Evaluation of protocol B on more plant species and genotypes validation
To test the universality of our protocol and the restriction enzymes on more plant species, we used Protocol B to construct libraries for P. edulis and A. semialata which represent two subfamilies of Gramineae (Bambusoideae and Panicoideae). We first inspected library quality. The ultimate library concentration was between 20–30 ng/ul, and fragments distribution was well within the expected range when screened by the agarose gel electrophoresis. Both libraries met the qualification for sequencing.

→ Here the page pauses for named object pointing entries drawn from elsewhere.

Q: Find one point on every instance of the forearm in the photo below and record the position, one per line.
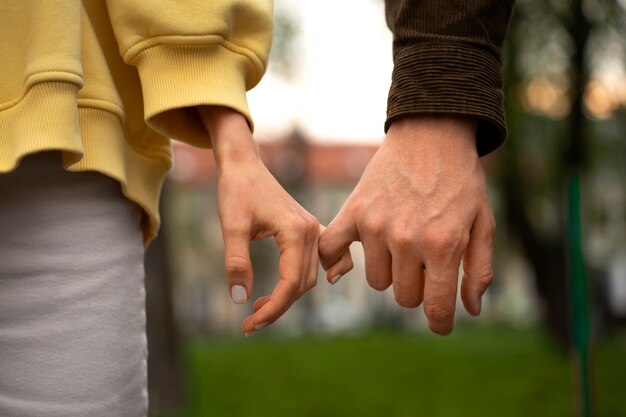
(230, 136)
(447, 60)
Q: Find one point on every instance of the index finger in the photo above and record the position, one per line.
(287, 291)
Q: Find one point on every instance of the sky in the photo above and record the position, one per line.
(338, 90)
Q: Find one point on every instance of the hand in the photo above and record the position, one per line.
(252, 205)
(420, 207)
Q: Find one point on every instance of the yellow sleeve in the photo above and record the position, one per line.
(192, 53)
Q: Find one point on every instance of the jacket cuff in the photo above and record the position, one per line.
(175, 79)
(450, 79)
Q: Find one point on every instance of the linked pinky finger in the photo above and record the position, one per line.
(340, 268)
(285, 294)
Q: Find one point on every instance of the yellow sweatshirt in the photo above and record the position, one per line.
(108, 82)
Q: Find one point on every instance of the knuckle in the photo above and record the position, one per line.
(378, 285)
(407, 302)
(484, 280)
(237, 265)
(441, 239)
(310, 284)
(403, 239)
(235, 229)
(439, 313)
(373, 226)
(292, 288)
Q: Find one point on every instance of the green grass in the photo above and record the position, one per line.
(474, 372)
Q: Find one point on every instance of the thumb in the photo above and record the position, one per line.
(336, 239)
(237, 264)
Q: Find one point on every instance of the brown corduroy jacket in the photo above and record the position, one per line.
(448, 60)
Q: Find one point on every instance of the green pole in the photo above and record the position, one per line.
(579, 301)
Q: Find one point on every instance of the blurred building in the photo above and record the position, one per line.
(320, 177)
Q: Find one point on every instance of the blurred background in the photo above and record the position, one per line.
(551, 340)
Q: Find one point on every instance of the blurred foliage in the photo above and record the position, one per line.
(565, 96)
(474, 372)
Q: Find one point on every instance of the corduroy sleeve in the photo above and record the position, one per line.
(447, 60)
(193, 53)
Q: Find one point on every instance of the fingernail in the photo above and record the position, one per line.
(239, 294)
(261, 325)
(479, 304)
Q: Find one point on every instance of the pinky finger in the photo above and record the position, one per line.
(340, 268)
(261, 302)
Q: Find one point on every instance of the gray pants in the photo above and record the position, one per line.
(72, 315)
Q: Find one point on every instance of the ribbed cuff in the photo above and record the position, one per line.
(175, 79)
(451, 79)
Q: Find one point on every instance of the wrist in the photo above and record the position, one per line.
(230, 135)
(453, 133)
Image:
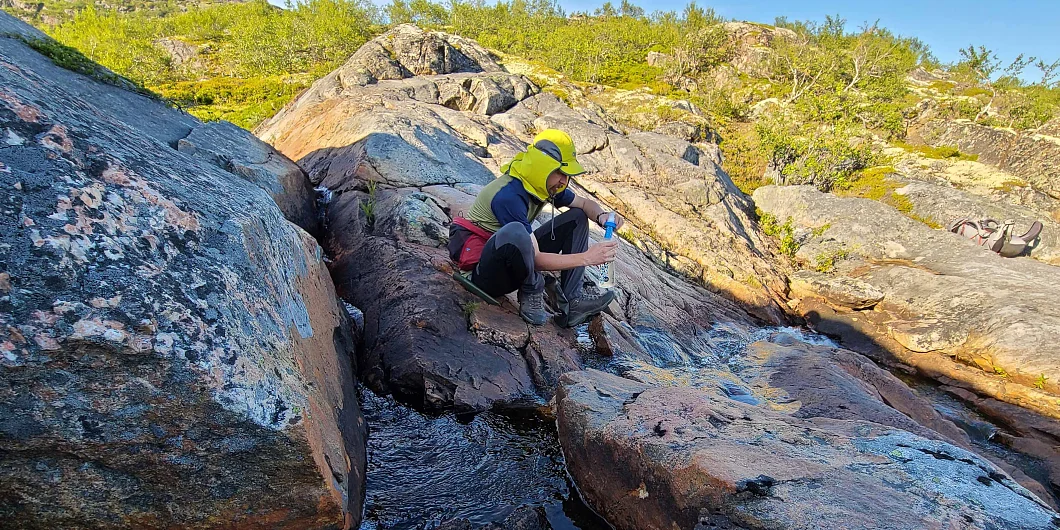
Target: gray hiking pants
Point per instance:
(507, 261)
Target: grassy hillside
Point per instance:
(805, 102)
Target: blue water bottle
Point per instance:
(608, 270)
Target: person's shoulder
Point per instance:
(513, 191)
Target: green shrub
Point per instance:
(825, 157)
(783, 232)
(939, 153)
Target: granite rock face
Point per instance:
(944, 298)
(1032, 157)
(649, 457)
(401, 157)
(172, 353)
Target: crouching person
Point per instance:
(499, 251)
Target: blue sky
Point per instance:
(1009, 28)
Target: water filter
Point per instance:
(608, 269)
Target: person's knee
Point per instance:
(514, 233)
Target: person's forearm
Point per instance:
(594, 210)
(548, 261)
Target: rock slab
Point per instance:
(667, 457)
(172, 350)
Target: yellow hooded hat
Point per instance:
(551, 149)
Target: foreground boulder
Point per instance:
(173, 353)
(668, 457)
(944, 298)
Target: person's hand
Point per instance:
(601, 252)
(602, 219)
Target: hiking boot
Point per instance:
(532, 307)
(592, 301)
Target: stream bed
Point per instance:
(424, 471)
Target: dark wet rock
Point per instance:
(823, 382)
(523, 518)
(395, 149)
(843, 292)
(667, 457)
(943, 297)
(232, 149)
(173, 353)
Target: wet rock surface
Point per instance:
(173, 352)
(943, 297)
(400, 158)
(669, 457)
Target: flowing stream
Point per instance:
(423, 471)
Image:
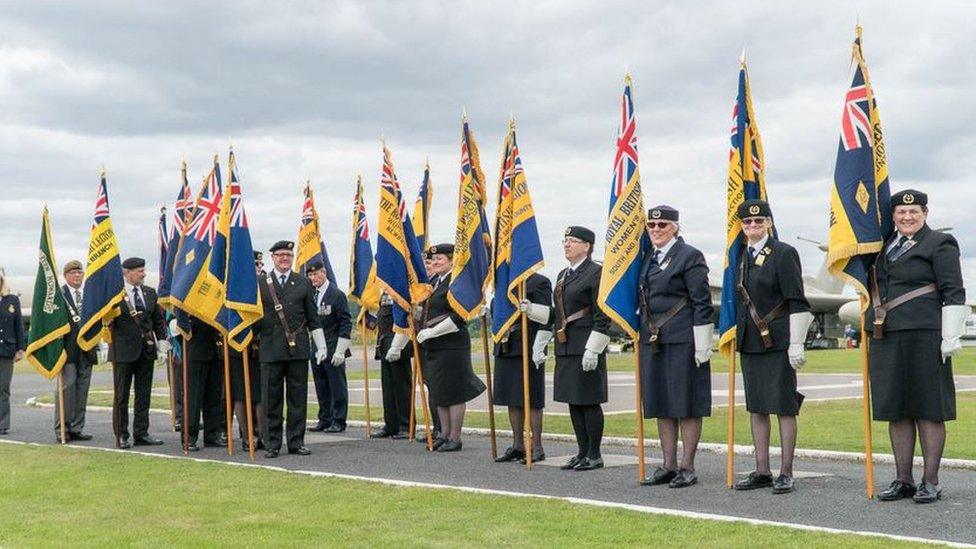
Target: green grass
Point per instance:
(209, 504)
(831, 425)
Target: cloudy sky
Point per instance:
(304, 90)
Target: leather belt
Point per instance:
(881, 309)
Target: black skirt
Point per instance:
(237, 379)
(450, 377)
(908, 378)
(770, 384)
(509, 390)
(574, 386)
(672, 383)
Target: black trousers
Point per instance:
(205, 383)
(280, 381)
(332, 392)
(395, 380)
(136, 374)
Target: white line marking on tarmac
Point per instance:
(492, 492)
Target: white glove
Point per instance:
(339, 357)
(536, 313)
(953, 321)
(595, 345)
(703, 343)
(444, 327)
(799, 325)
(321, 349)
(396, 347)
(542, 338)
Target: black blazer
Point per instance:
(538, 289)
(12, 337)
(71, 348)
(384, 330)
(778, 278)
(298, 302)
(681, 273)
(934, 258)
(334, 316)
(579, 290)
(436, 307)
(133, 334)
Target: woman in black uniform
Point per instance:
(509, 389)
(918, 313)
(446, 348)
(676, 344)
(771, 328)
(580, 379)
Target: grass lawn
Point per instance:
(208, 504)
(832, 425)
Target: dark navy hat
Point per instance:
(754, 208)
(662, 213)
(134, 263)
(909, 197)
(282, 245)
(581, 233)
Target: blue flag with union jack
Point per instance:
(746, 181)
(860, 199)
(104, 287)
(626, 237)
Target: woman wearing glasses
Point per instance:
(675, 345)
(771, 327)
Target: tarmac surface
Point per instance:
(829, 493)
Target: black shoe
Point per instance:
(450, 446)
(683, 479)
(537, 456)
(783, 484)
(659, 476)
(148, 441)
(754, 481)
(511, 454)
(588, 464)
(927, 493)
(571, 464)
(897, 490)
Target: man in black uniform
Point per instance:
(289, 318)
(138, 336)
(76, 373)
(394, 376)
(331, 388)
(205, 354)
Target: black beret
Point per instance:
(662, 213)
(754, 208)
(282, 245)
(134, 263)
(909, 197)
(581, 233)
(446, 249)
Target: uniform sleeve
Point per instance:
(541, 294)
(345, 319)
(696, 279)
(791, 281)
(948, 272)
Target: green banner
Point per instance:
(49, 312)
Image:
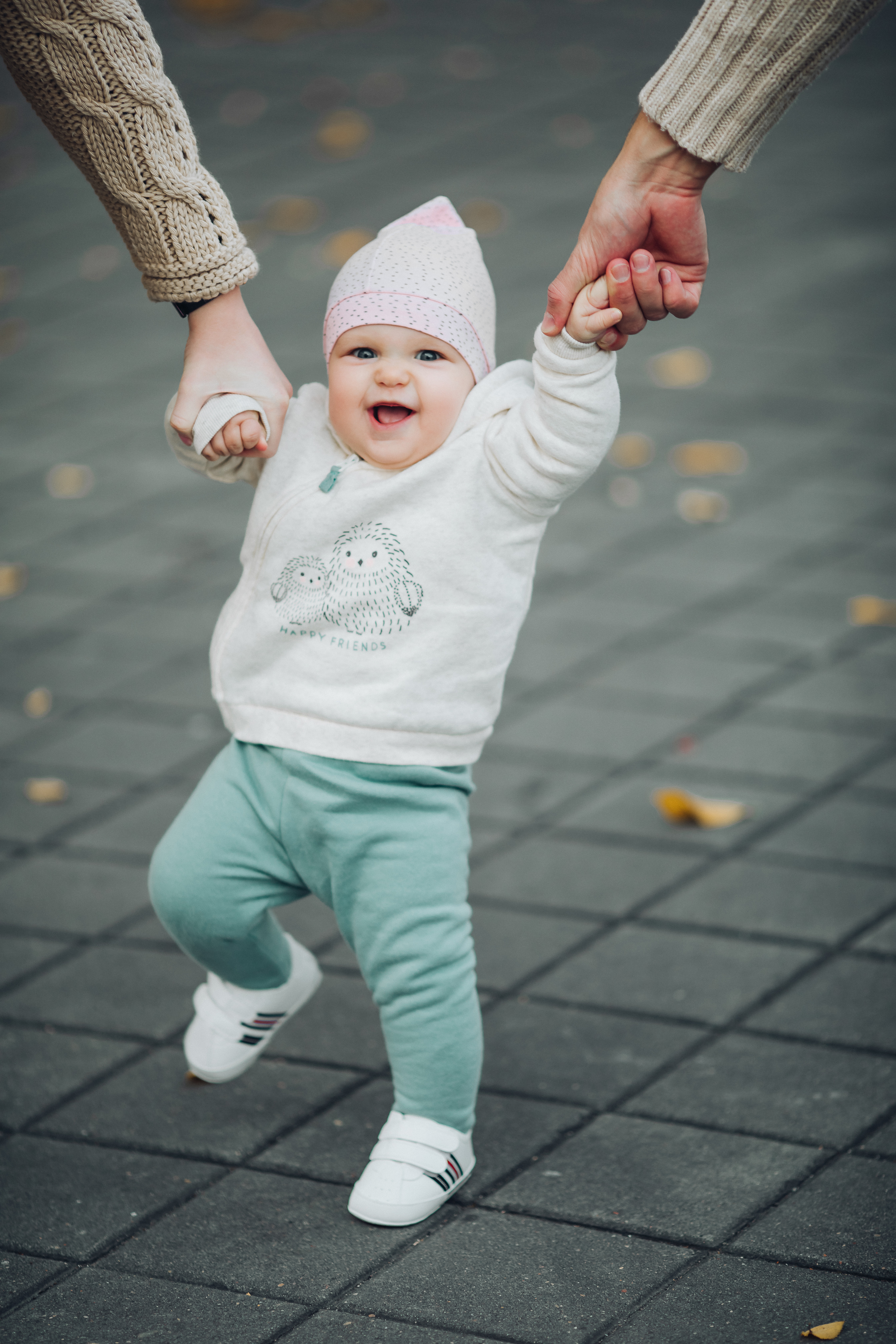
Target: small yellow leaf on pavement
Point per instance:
(46, 791)
(872, 611)
(690, 810)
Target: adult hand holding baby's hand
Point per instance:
(645, 229)
(242, 436)
(226, 353)
(592, 318)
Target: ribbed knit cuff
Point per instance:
(209, 284)
(741, 65)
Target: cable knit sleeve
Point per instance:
(93, 73)
(741, 65)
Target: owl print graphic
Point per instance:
(366, 589)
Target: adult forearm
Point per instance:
(741, 65)
(93, 73)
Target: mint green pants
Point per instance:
(386, 849)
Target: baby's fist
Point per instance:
(592, 315)
(242, 436)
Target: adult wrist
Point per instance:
(651, 154)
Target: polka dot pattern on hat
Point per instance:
(426, 272)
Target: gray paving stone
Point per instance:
(340, 1026)
(152, 1107)
(112, 990)
(330, 1326)
(627, 811)
(515, 1279)
(883, 939)
(267, 1234)
(809, 1093)
(850, 1002)
(511, 944)
(577, 876)
(580, 728)
(799, 904)
(743, 1302)
(78, 1201)
(758, 748)
(113, 744)
(657, 1179)
(22, 1275)
(99, 1306)
(840, 690)
(41, 1068)
(83, 898)
(518, 792)
(848, 828)
(25, 820)
(884, 1142)
(336, 1144)
(19, 955)
(682, 975)
(846, 1218)
(586, 1058)
(138, 828)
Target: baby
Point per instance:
(359, 665)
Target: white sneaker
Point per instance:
(414, 1167)
(234, 1026)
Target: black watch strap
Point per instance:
(185, 310)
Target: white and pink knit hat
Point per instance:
(426, 272)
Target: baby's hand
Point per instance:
(242, 436)
(592, 315)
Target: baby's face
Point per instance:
(396, 394)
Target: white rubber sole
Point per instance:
(397, 1216)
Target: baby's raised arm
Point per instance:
(592, 315)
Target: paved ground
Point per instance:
(687, 1113)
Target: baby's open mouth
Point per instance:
(390, 415)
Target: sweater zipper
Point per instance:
(335, 472)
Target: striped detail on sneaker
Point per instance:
(263, 1022)
(449, 1177)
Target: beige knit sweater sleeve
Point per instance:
(741, 65)
(93, 73)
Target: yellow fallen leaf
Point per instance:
(702, 506)
(13, 580)
(46, 791)
(683, 367)
(38, 703)
(690, 810)
(632, 451)
(709, 458)
(872, 611)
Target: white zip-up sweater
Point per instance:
(375, 620)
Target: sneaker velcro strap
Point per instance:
(406, 1151)
(421, 1131)
(217, 1018)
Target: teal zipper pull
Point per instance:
(335, 472)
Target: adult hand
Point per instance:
(647, 209)
(226, 353)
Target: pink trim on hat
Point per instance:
(430, 316)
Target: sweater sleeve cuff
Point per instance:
(218, 410)
(741, 65)
(565, 347)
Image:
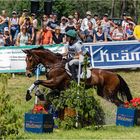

Then we conducted the data quality analysis of both P. edulis and A. semialata as shown in Table 5. Both P. edulis and A. semialata yielded more than 8 Mb raw reads (i.e. ~2 Gb raw data) with ~52 % GC-content; read1 containing correct restriction sites accounted 96.08–97.94 % of raw reads and read2 containing the correct restriction sites accounted for 94.85–96.39 %; read1 had 1.19–2.32 % adapter reads while read2 had 2.45–3.96 % adapter reads. Raw reads of P. edulis and A. semialata both had an average base Quality Score larger than 20, and Quality Score of bases of restriction enzyme cutting site was larger than 30.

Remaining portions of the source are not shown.